In the general case, this analysis needs to analyze the call graph for all functions and build strongly connected components (SCCs). The call graph could either be created before lowering or built while lowering. The current implementation does the latter, and in a post-processing phase we can conclude equivalence and simplify the emitted LLVM IR by deleting unnecessary parts.

A non-viable option is building the call graph based on the information “what are all call sites of myself, where I am a specific function”, because this information is not available until processing the function bodies of all specific functions. This is an optimization done so that the definition of a specific isn’t emitted until a use of it is found. Building that information would duplicate all the lowering logic, minus the LLVM IR creation.

Function fingerprints

Even with limiting the comparison of specific functions to those defined from the same generic, a comparison algorithm would still end up with quadratic complexity in the number of specifics for that generic.

We define two fingerprints for each specific:

specific_fingerprint: Includes all specific-dependent information.
common_fingerprint: Includes the same except for specific_id information, as specific_ids can only be determined to be equivalent after building an equivalence SCC.

Two specific functions are equivalent if their specific_fingerprints are equal and are not equivalent if their common_fingerprints differs. If the common_fingerprints are equal but the specific_fingerprints are not, the two functions may still be equivalent.

Ideally, the specific_fingerprint can be used as a unique hash to first coalesce all specific functions with this same fingerprint, with no additional checks. Then, all remaining functions may use the common_fingerprint as another unique hash to group remaining potential candidates for coalescing. Then, only those with this same common_fingerprint are processed in a quadratic pass walking all calls instructions and comparing if the specific_id information is equivalent. These optimizations are not currently implemented.

Note that this does not coalesce non-specifics.

Canonical specific to use

For determining the canonical specific to use, we use a disjoint set.

Algorithm details

Below is a pseudocode of the existing algorithm in toolchain/lower/specific_coalescer.*.

The implementation can be found in specifics_coalescer.h and specifics_coalescer.cpp.

At the top level, the current algorithm first generates all function definitions, and once this is complete, it performs the logic to coalesce specifics and delete the redundant LLVM function definitions.

LowerToLLVM () {
  for all non_generic_functions
    CreateLLVMFunctionDefinition (function, no_specific_id);
  PerformCoalescingPostProcessing ();
}

The lowering starts with all non-generic functions. While lowering these, when calls to specifics are encountered, it also generates definitions for those specific functions.
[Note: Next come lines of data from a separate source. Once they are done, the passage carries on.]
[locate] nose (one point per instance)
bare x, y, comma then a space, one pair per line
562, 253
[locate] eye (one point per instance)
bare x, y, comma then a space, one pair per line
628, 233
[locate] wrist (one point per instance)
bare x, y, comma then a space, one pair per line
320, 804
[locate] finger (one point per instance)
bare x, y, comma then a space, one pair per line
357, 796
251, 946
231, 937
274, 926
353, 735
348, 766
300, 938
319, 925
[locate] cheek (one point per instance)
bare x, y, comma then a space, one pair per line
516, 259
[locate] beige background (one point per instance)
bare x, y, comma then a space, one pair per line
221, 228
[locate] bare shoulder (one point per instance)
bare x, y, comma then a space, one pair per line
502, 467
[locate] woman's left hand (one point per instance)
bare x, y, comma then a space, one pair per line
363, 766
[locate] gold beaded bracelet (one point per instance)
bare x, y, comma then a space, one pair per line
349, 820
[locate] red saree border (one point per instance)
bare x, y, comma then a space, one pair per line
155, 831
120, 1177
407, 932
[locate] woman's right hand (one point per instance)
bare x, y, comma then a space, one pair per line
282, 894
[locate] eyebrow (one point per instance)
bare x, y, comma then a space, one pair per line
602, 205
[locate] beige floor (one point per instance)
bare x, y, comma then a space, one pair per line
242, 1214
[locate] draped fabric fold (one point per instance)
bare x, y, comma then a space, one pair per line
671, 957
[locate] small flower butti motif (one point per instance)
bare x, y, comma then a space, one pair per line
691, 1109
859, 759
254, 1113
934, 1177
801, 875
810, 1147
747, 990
For each lowered specific function definition, we create the SpecificFunctionFingerprint, which includes the two fingerprints, and a list of calls to other specific functions.

CreateLLVMFunctionDefinition (function, specific_id) {
  For each SemIR instruction in the function:
    Step 1: Emit LLVM IR for the instruction
    Step 2: If the instruction is specific-dependent, hash it and add to its `common_fingerprint`
    Step 3: If the SemIR instruction is a call to a specific,
      a) Create a definition for this specific_id if it doesn't exist:
        CreateLLVMFunctionDefinition (function, specific_id);
      b) Hash the specific_id to the current function's `specific_fingerprint`
      c) Add the non-hashed specific_id to list of calls performed
}

The logic that performs the actual coalescing analyzes all specifics. For each pair of two specifics, it first checks if the LLVM function types match (using a third hash-like fingerprint: function_type_fingerprint for storage optimization), then if these are equivalent based on the SpecificFunctionFingerprint. For each pair of equivalent functions found (in a callgraph SCC), one function will be marked non-canonical: its uses are replaced with the canonical one and its definition will ultimately be deleted.
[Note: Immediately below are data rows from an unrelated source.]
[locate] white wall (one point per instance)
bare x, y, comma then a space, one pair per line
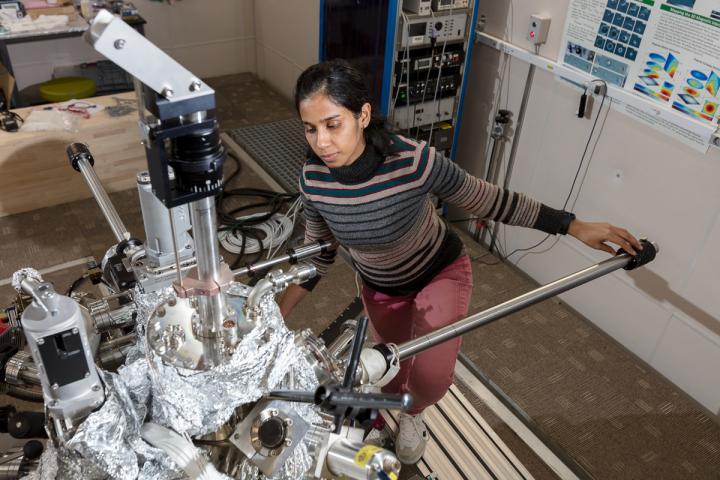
208, 38
287, 36
667, 313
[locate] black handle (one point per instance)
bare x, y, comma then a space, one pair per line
641, 257
77, 151
355, 351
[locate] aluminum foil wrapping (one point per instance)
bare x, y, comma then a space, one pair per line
108, 442
200, 402
23, 273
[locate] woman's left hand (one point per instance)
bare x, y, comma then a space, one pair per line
597, 235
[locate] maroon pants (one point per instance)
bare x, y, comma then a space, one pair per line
428, 375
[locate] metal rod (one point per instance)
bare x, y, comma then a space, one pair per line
518, 129
415, 346
211, 308
292, 256
101, 197
178, 268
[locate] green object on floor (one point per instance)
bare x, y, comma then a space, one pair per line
67, 88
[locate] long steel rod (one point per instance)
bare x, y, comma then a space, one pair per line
519, 124
415, 346
207, 251
296, 254
101, 197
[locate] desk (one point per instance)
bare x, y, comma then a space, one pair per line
35, 172
76, 26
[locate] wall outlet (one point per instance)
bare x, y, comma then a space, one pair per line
538, 28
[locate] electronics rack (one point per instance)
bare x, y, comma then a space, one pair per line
415, 54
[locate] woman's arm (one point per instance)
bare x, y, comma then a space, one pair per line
488, 201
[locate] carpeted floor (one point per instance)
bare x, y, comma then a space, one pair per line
616, 417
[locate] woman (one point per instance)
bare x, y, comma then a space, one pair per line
369, 191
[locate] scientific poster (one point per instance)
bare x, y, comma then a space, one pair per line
667, 51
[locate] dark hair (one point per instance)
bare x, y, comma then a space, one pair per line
346, 86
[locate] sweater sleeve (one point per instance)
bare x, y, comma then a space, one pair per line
488, 201
316, 229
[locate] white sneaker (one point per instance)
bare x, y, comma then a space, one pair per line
411, 439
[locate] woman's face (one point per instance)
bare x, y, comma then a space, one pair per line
333, 132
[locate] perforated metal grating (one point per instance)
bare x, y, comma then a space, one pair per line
278, 147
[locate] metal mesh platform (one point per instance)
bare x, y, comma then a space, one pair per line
278, 147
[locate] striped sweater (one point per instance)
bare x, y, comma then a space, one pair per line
381, 210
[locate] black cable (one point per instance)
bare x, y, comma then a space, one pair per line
577, 173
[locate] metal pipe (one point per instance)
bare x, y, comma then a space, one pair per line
518, 129
207, 252
415, 346
292, 256
211, 308
82, 160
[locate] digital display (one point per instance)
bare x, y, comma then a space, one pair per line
417, 29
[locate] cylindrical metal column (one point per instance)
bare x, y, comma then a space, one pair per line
413, 347
116, 224
211, 308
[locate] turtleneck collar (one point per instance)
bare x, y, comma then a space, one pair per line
361, 170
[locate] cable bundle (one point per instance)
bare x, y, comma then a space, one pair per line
254, 233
PerformCoalescingPostProcessing () {
  for each two specifics of the same generic {
    if function_type_fingerprints differ {
      track as non-equivalent
      continue
    }

    add the two specifics to assumed equivalent specifics list
    if (CheckIfEquivalent(two specifics, assumed equivalent specifics list)) {
      for each two equivalent specifics found {
        find the canonical specific & mark the duplicates for replacement/deletion
    }
  }
  replace all duplicate specifics with the respective canonical specifics
  and delete all replaced LLVM function definitions.
}

The equivalence check for specifics based on the constructed SpecificFunctionFingerprint can make an early non-equivalence determination based on the common_fingerprints, and an early equivalence determination based on the specific_fingerprints. Otherwise, it uses the call list and recurses to make the determination for all functions in the SCC call graph (in practice the implementation uses a worklist to avoid the recursion).

CheckIfEquivalent(two specifics, &assumed equivalent specifics) -> bool {
  if common_fingerprints are non-equal {
    track as non-equivalent specifics
    return false
  }
  if specific_fingerprints are equal {
    track as equivalent specifics
    return true
  }
  if already tracked as equivalent or assumed equivalent specifics {
    return true
  }

  for each of the calls in each of the specifics {
    if the functions called are the same or already equivalent or assumed equivalent specifics {
      continue
    }
    if the functions called are already non-equivalent specifics {
      return false
    }
    add <pair of calls> to assumed equivalent specifics
    if !CheckIfEquivalent(specifics in <pair of calls>, assumed equivalent specifics) {
      return false;
    }
  }
}

Alternatives considered

Coalescing in the front-end vs back-end?

An alternative considered was not doing any coalescing in the front-end and relying on LLVM to make the analysis and optimization. The current choice was made based on the expectation that such an LLVM pass would be more costly in terms of compile-time. The relative cost has not yet been evaluated.

When to do coalescing in the front-end?

The analysis and coalescing could be done prior to lowering, after specialization. The advantage of that choice would be avoiding to lower duplicate LLVM functions and then removing the duplicates. The disadvantage of that choice would be duplicating much of the lowering logic, currently necessary to make the equivalence determination.

Compile-time trade-offs

Not doing any coalescing is also expected to increase the back-end codegen time more than performing the analysis and deduplication. This can be evaluated in practice and the feature disabled if found to be too costly.

Coalescing duplicate non-specific functions

We could coalesce duplicate functions in non-specific cases, similar to lld’s Identical Code Folding or LLVM’s MergeFunctions pass. This would require fingerprinting all instructions in all functions, whereas specific coalescing can focus on cases that only Carbon’s front-end knows about. Carbon would also be restricted to coalescing functions in a single compilation unit, which would require replacing function definitions that allow external calls with a placeholder that calls the coalesced definition. We don’t expect sufficient advantages over existing support.

Opportunities for further improvement

The current implemented algorithm can be improved with at least the following:

The specific_fingerprint can be used to already bucket specifics that can be coalesced right away.
The remaining ones can be pre-bucketed such that only the specifics with the same common_fingerprint have their list of calls further compared (linear in the number of specific calls inside the functions) to determine SCCs that may be equivalent.

This should reduce the complexity from the current O(N^2), with N=number of specifics for a generic, to O(M^2), with M being the number of specifics for a generic that have different specific_fingerprint and equal common_fingerprint (expectation is that M « N).

An additional potential improvement is defining the function fingerprints in a manner that is translation-unit independent, so this can be used in the mangled name, and the same function name emitted. This does not currently occur, as the two fingerprints use internal SemIR identifiers (function_id and specific_id respectively).